在 2025/10/24 18:37, Filipe Manana 写道:
On Thu, Oct 23, 2025 at 9:44 PM Qu Wenruo wqu@suse.com wrote:
在 2025/10/24 01:56, Filipe Manana 写道:
On Thu, Oct 23, 2025 at 10:33 AM Qu Wenruo wqu@suse.com wrote:
[...]
So two suggestions:
- Move this into btrfs_error_commit_super(), to have all code related
to fs in error state in one single place.
- Instead of of calling filemap_write_and_wait(), make this simpler
by doing the iput() of the btree inode right before calling btrfs_stop_all_workers() and removing the call to invalidate_inode_pages2() which is irrelevant since the final iput() removes everything from the page cache except dirty pages (but the iput() already triggered writeback of them).
In fact for this scenario the call to invalidate_inode_pages2() must be returning -EBUSY due to the dirty pages, but we have always ignored its return value.
From a quick glance, it seems to me that suggestion 2 should work.
Yes, that's the original workaround I went with, the problem is we're still submitting metadata writes after a trans abort.
I don't feel that comfort writing back metadata in that situation.

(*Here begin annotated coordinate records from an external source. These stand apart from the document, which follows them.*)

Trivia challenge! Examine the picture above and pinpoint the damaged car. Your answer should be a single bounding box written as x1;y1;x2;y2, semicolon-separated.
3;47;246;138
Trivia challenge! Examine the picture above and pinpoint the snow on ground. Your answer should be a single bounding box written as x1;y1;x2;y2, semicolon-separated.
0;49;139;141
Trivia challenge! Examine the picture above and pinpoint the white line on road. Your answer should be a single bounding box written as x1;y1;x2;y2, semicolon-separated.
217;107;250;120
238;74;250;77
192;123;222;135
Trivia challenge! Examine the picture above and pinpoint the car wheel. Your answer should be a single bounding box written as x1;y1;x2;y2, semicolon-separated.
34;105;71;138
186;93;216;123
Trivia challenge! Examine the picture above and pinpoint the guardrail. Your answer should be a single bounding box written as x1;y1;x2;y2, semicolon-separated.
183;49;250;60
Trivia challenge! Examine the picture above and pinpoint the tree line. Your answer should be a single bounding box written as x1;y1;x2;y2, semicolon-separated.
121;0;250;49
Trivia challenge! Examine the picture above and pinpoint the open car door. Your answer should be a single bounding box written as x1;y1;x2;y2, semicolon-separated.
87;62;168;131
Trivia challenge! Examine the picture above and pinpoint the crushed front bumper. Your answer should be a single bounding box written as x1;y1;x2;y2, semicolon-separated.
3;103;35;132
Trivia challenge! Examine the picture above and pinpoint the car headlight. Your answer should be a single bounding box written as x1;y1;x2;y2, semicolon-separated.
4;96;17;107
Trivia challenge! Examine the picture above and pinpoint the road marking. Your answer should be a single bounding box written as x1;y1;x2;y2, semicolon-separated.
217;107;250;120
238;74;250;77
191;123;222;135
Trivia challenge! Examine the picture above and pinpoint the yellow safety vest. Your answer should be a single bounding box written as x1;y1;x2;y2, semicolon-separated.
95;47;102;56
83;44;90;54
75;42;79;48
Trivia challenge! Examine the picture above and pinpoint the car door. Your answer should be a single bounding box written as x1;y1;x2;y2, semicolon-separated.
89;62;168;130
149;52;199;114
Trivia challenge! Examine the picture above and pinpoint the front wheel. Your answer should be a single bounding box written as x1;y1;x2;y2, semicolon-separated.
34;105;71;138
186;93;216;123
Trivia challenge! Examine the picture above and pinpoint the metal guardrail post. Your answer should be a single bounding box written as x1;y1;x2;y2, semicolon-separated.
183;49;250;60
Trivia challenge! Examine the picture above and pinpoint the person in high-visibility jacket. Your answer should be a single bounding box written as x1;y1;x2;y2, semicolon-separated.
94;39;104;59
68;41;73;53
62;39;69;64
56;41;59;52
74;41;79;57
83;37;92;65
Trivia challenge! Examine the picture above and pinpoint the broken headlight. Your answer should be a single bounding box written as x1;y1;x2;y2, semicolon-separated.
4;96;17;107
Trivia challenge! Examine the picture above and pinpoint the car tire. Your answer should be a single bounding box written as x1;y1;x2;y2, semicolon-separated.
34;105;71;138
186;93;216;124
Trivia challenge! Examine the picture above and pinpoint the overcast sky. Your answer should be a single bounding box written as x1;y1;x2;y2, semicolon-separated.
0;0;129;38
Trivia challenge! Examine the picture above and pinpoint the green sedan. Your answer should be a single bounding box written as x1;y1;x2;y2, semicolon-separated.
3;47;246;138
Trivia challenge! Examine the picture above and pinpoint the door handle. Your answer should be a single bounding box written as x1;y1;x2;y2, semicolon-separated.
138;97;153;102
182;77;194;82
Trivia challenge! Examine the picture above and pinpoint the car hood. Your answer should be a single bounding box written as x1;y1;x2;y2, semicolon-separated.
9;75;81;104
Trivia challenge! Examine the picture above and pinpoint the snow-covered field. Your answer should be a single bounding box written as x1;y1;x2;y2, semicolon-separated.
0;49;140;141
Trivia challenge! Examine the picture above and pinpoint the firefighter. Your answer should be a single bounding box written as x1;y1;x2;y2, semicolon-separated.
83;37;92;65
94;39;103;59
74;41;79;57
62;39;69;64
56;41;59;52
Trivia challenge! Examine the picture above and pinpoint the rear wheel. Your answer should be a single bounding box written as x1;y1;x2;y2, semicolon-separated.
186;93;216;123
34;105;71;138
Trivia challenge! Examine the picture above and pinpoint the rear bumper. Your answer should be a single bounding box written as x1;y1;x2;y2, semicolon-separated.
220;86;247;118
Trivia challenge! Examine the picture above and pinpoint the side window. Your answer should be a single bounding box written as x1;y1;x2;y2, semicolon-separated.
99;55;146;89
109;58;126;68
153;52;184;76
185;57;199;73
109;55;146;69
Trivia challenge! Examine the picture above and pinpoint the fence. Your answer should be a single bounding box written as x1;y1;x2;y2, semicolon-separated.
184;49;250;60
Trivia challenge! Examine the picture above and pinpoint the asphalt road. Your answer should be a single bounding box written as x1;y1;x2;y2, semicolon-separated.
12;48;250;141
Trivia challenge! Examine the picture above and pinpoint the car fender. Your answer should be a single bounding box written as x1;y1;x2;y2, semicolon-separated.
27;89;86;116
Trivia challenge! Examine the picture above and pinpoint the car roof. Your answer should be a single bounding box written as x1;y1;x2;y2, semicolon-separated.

Maybe the trans abort is triggered because a corrupted extent/free space tree which allows us to allocate new tree blocks where we shouldn't (aka, metadata COW is already broken).
Metadata COW is broken why??
Consider this situation, no free space cache, and extent tree by somehow lacks the backref item for tree block A.
Then a new transaction is started, allocator choose the bytenr of tree block A for a new tree block B.
At this stage, tree block B will overwrite tree block A, but no writeback yet. And at this time transaction is not yet aborted.
Then by somehoe the tree block A got its reference dropped by one (e.g. subvolume deletion), but extent tree is corrupted and failed to find the backref item, and transaction is aborted.
Even after a transaction aborts, it's ok, but pointless, to allocate extents and trigger writeback for them.
Writeback can be triggered by a lot of other reasons, e.g. memory pressure, and in that case if we try to writeback tree block B, it will overwrite tree block A even if it's after transaction abort.
Not to mention the final iput() in close_ctree().
Thanks, Qu
As long as we don't allow the transaction to be committed and new transactions to be started, we are safe - in fact that's the only thing a transaction abort guarantees.
We may have many places that could check if a transaction was aborted and avoid extent allocation and writeback, but that's ok, as long as we don't allow transaction commits.
Thus I consider delaying btrfs_stop_all_workers() until iput() is only a workaround, it still allows us to submit unnecessary writes.
I'd prefer the solution 1) in this case, still with the extra handling in write_one_eb().
Thanks for the review and suggestion, will follow the advice of the remaining part.
Thanks, Qu